Google Analyticsが新たにAIチャットボットからのトラフィックを計測するチャネルを追加しました。ユーザーの情報収集プロセスが検索エンジンから生成AIへと移行しつつある今、日本企業がデータ戦略やマーケティング、ガバナンスにおいて考慮すべきポイントを解説します。
ユーザーの情報収集行動を変える「AIチャットボット」の台頭
ウェブサイトのアクセス解析ツールとして広く利用されているGoogle Analytics(GA4)において、新たに「AI Assistant」というトラフィックチャネルが追加されました。これにより、ChatGPT、Gemini、Claudeといった主要な生成AIチャットボットからの流入データが、独立した指標として追跡可能になります。
これまで、AIチャットボットの回答に付与されたリンクを経由したアクセスは、参照元が不明瞭な「Direct(直接流入)」や一般的な「Referral(他サイトからの流入)」などに分類されがちでした。今回のアップデートは、単なるツールの機能追加にとどまらず、ユーザーの情報収集行動が従来の「検索エンジン」から「対話型AI」へと明確にシフトしつつある現状をGoogleが公式に捉えたものと言えます。
「検索」から「回答の生成」へ:カスタマージャーニーの変化
日本国内でも、業務効率化や調べ物のためにChatGPTなどを日常的に利用するビジネスパーソンが増加しています。また、消費者向けの領域においても、知りたいことをAIに質問し、AIが提示した参照元のリンクをクリックしてウェブサイトを訪れるという新しいカスタマージャーニー(顧客の購買・行動プロセス)が定着しつつあります。

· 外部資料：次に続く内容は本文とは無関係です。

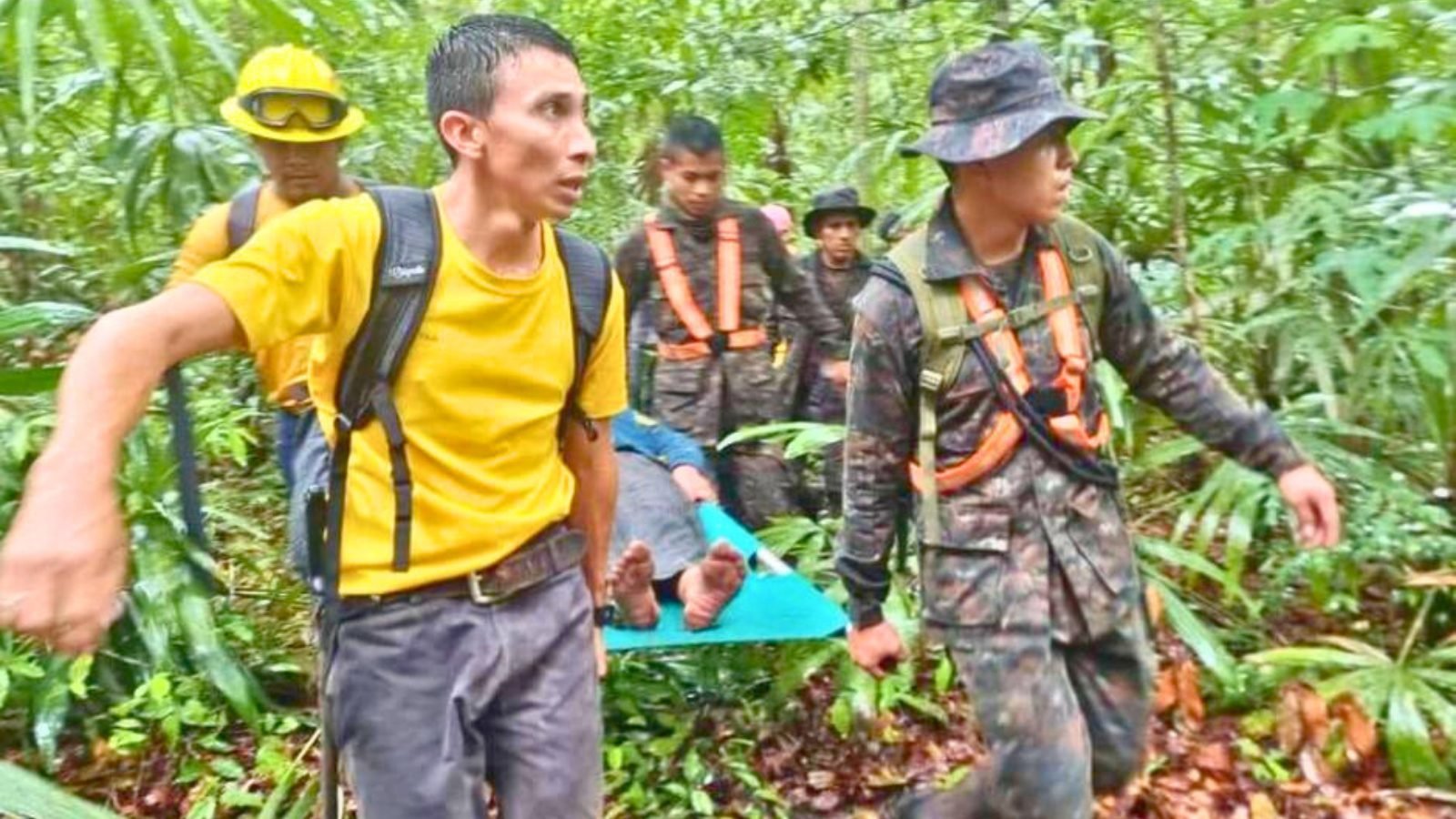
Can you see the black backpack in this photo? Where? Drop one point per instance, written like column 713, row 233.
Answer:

こうした変化に伴い、海外を中心に「GEO(Generative Engine Optimization:生成AIエンジン最適化)」という概念が注目を集めています。これは、従来のSEO(検索エンジン最適化)がGoogleの検索アルゴリズムを意識していたのに対し、大規模言語モデル(LLM)が自社のコンテンツを正確に読み取り、回答のソースとして適切に引用しやすくするための施策を指します。GA4でAIからの流入が可視化されることで、日本企業も自社のウェブコンテンツがAIにどう評価され、参照されているかを定量的に分析できるようになります。
企業の情報発信とデータガバナンスの新たな課題
AIからの流入を増やすことは、新規顧客の獲得やブランド認知の向上において新たなチャンスとなります。自社の製品情報やFAQ、技術ドキュメントを論理的で構造化されたデータとして公開することで、AIが正確な回答を生成しやすくなり、結果として質の高いトラフィックが期待できます。
一方で、リスクやガバナンスの観点も忘れてはなりません。AIボットによるウェブサイトのクローリング(自動巡回によるデータ収集)を許可するということは、自社のデータがLLMの学習に利用されたり、意図しない文脈で引用されたりする可能性を受け入れることを意味します。日本では著作権法第30条の4によりAI学習へのデータ利用が比較的柔軟に認められていますが、企業としては「どの情報をAIに読ませるか」「どのボットのアクセスを制御するか」といったポリシーを明確にする必要があります。また、AIが事実と異なる回答(ハルシネーション)を生成し、そこに自社リンクが紐付けられてしまうリスクなど、レピュテーション(風評)管理の難易度も上がっています。
日本企業のAI活用への示唆
AIアシスタント経由のトラフィックが可視化される時代において、日本企業が押さえておくべき要点と実務への示唆は以下の通りです。
・流入チャネルの多様化を見据えたKPIの見直し:マーケティング担当者やプロダクトマネージャーは、GA4の「AI Assistant」チャネルの推移を注視し、従来の検索流入とは異なるユーザー層や検索インテント(意図)を分析することが求められます。
・AIが読み取りやすいコンテンツの整備:AIに適切に参照されるためには、人間にとって見栄えが良いだけでなく、論理構造が明確で、ファクト(事実)に基づいた一次情報の提供が重要です。自社の公式情報がAI空間で正確に扱われるよう、コンテンツ管理のあり方を再考すべきです。
・クローラーに対するガバナンスの確立:情報システム部門や法務・コンプライアンス部門と連携し、AIボットからのアクセスをどこまで許容するか、自社の知的財産や機密情報を守るためのクローリング制御方針(robots.txtの運用ルールなど)を策定・更新することが不可欠です。